The team at MoneySavingExpert admits that the issue isn't completely 'clear-cut' and says the most economical option largely depends on the amount of energy your particular home needs.
Having researched all of the options, the experts shared a blog post breaking it all down for us.
Saying the topic is a 'hotly debated one', the MSE team wrote: "According to experts at the Energy Saving Trust, the idea it's cheaper to leave the heating on low all day is a myth.
"They're clear that having the heating on only when you need it is, in the long run, the best way to save energy, and therefore money."
A timer's best as your thermostat turns your heating on and off to keep your home at the temperature you set.
"The key thing to understand here is that it's all about the total amount of energy required to heat your home.
"It's a given that a certain amount of energy is constantly leaking out of your home (how much will depend on how good your insulation is).
"The Energy Saving Trust says if you're keeping the heating on all day you're losing energy all day, so it's better to heat your home only when you need it.
"However, it's not quite that clear-cut. Some specialists disagree - and argue you should keep the heating on constantly for an entirely different reason.

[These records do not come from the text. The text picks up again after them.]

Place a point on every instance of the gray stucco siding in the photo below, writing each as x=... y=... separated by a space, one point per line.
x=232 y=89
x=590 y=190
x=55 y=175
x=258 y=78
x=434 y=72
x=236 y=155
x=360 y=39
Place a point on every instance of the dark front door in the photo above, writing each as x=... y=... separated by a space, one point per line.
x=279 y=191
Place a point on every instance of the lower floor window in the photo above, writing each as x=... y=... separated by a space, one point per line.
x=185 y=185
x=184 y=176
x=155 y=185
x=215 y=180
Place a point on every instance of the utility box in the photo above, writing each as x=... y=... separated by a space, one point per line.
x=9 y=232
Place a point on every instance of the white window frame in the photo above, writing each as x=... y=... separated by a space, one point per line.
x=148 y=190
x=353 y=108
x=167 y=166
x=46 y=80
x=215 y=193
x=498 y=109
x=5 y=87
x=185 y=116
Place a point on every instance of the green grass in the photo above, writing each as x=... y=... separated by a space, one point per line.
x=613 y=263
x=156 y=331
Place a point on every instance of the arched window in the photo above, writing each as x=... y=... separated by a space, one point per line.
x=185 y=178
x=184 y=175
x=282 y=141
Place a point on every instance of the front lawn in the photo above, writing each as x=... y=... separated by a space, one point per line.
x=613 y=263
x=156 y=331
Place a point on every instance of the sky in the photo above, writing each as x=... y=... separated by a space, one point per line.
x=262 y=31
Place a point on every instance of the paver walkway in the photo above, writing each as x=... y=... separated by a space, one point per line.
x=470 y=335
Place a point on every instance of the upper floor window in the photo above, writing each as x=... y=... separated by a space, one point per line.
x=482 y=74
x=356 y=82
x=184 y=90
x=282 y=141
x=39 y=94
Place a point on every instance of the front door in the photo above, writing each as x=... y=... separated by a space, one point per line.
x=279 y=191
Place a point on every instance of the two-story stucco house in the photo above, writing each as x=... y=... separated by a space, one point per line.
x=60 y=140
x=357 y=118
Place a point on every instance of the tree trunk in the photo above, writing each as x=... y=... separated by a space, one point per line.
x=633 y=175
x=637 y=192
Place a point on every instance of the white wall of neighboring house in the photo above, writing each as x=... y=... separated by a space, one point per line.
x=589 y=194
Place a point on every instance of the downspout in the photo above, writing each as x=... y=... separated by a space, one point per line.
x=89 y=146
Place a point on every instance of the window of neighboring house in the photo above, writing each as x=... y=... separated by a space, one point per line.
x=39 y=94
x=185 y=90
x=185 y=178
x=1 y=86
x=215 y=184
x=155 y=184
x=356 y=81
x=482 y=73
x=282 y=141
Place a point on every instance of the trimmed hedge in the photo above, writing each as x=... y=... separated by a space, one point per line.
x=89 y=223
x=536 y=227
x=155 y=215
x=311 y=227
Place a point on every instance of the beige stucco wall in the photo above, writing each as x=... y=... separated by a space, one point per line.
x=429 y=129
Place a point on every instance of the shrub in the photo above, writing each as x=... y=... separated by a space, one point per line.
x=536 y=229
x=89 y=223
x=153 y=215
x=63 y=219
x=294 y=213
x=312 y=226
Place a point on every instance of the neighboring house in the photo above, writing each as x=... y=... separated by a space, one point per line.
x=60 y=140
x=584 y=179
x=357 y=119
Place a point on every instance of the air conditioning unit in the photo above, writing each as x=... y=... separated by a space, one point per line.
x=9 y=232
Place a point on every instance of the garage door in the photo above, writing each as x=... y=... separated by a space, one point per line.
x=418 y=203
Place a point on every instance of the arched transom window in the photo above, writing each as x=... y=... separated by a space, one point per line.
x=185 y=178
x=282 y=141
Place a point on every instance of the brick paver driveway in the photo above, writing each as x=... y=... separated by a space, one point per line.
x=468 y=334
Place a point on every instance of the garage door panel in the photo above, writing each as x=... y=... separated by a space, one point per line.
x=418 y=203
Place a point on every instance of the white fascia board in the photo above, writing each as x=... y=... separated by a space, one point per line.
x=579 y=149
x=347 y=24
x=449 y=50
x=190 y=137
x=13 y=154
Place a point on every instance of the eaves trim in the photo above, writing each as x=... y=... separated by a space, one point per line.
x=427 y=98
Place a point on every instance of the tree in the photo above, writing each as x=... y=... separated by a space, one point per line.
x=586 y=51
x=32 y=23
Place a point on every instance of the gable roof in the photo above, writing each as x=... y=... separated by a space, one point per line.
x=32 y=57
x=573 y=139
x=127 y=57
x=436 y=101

"They advocate keeping the heating on low all day, turning all radiator valves up to the max and the boiler down to the minimum, and say the problem with turning the heating on and off is that every time it's turned off, condensation collects within the walls.

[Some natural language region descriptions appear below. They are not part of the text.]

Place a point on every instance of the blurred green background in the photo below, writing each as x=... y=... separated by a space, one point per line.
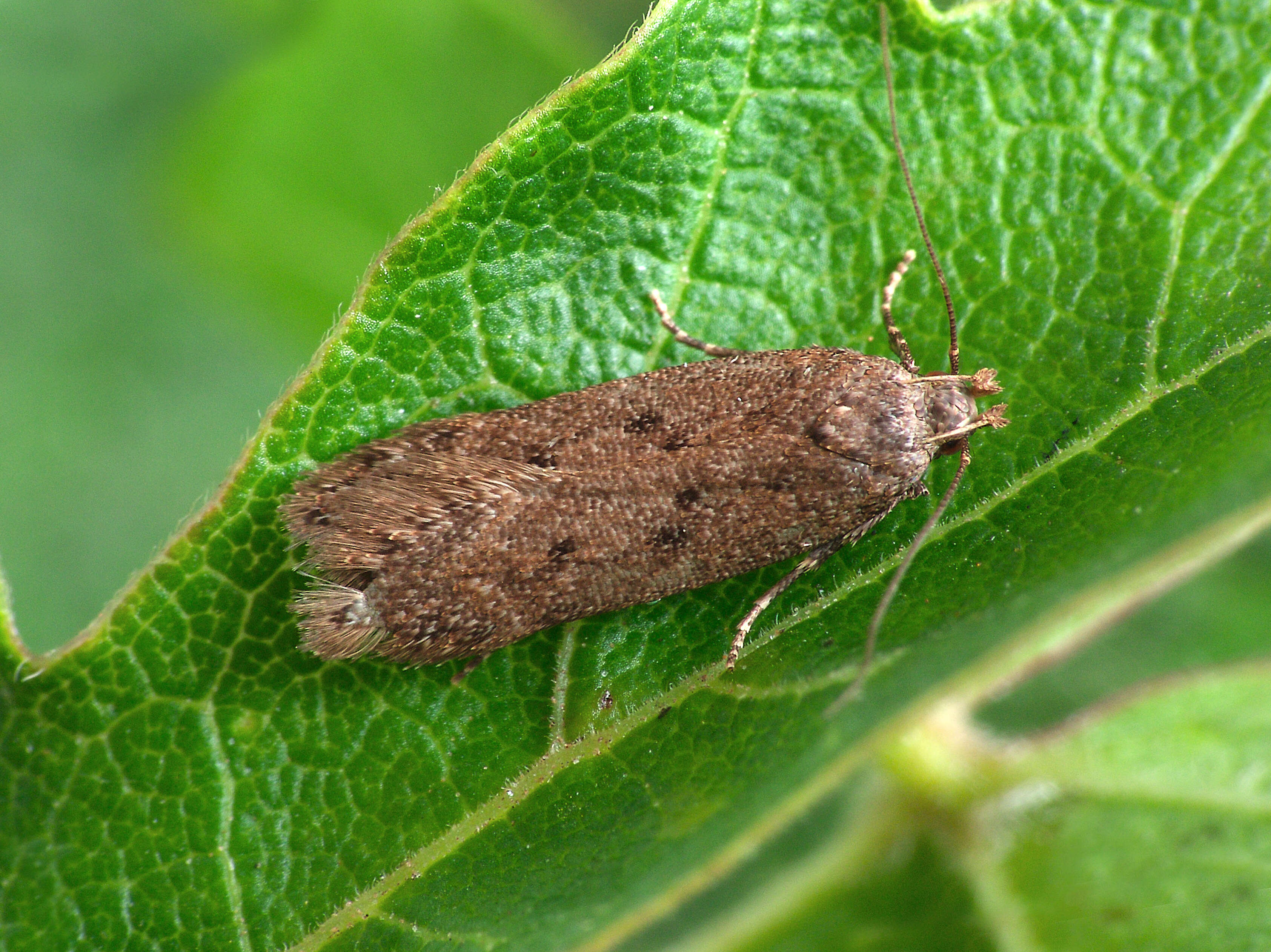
x=189 y=195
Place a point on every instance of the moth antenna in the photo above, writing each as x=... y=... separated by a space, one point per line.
x=894 y=585
x=712 y=350
x=913 y=195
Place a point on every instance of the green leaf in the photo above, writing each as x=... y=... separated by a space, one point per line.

"This condensation can help conduct heat outside the home, they say - meaning you leak heat more quickly and so will use more energy as a result."
They also took into account what consumers were saying over on the MSE forum, adding: "Some complain only having the heating on when required risks you being cold, as it takes time to heat up homes.
"That may be true, but this is a MoneySaving site, so we're focused on cost.
"As a balance, you could switch the timer on a little earlier, so the house will be warm when needed, but you're not pumping out energy all day."